Parkinson’s Disease, the Dopaminergic Neuron and Gammahydroxybutyrate

Author: Mortimer Mamelak

Published in: Neurology and Therapy | Issue 1/2018

Abstract

The high energy demands of the substantia nigra pars compacta dopaminergic (DASNc) neurons render these neurons vulnerable to degeneration. These energy demands are a function of their long and extensively arborized axons and very large number of transmitter release sites, and are further augmented by their natural pacemaking activity. Pacemaking is driven by the rhythmic entry of Ca²⁺ into the cell and, while the entry of Ca²⁺ into the neuron stimulates energy (ATP) production, the extrusion of Ca²⁺ conversely saps the energy that is generated. DASNc neurons are said to be operating at a delicate equilibrium where any further stress or environmental demand may lead to their decompensation and degeneration. In experimental models of Parkinson’s disease, reducing the energy requirements of these neurons by trimming the size of the neuronal arbor or by impeding the entry of Ca²⁺ into the cell has been shown to be protective.
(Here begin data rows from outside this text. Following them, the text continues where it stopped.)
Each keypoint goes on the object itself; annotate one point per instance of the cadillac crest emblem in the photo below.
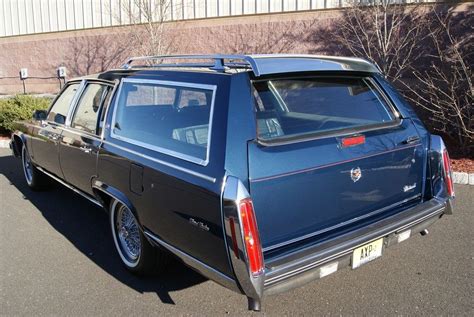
(356, 174)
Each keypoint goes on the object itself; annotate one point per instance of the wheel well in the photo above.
(104, 198)
(17, 145)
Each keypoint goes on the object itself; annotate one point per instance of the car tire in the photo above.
(136, 253)
(35, 179)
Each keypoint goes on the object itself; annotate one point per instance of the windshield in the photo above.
(293, 107)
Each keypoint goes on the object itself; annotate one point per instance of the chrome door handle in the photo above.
(85, 149)
(411, 139)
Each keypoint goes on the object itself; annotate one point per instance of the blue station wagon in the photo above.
(260, 172)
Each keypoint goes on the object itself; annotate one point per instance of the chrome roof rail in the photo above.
(219, 61)
(261, 64)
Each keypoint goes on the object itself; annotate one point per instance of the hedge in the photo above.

Increasing the energy supply to these neurons with d-beta-hydroxybutyrate has also been shown to be protective. The use of gammahydroxybutyrate holds great promise as a neuroprotective in Parkinson’s disease because it can act as an energy source for the cell while simultaneously arresting its pacemaking activity and the entry of Ca²⁺ into the cell. Short clinical trials of gammahydroxybutyrate in Parkinson’s disease have already demonstrated its immediate capacity to significantly reduce daytime fatigue and sleepiness and to improve sleep at night.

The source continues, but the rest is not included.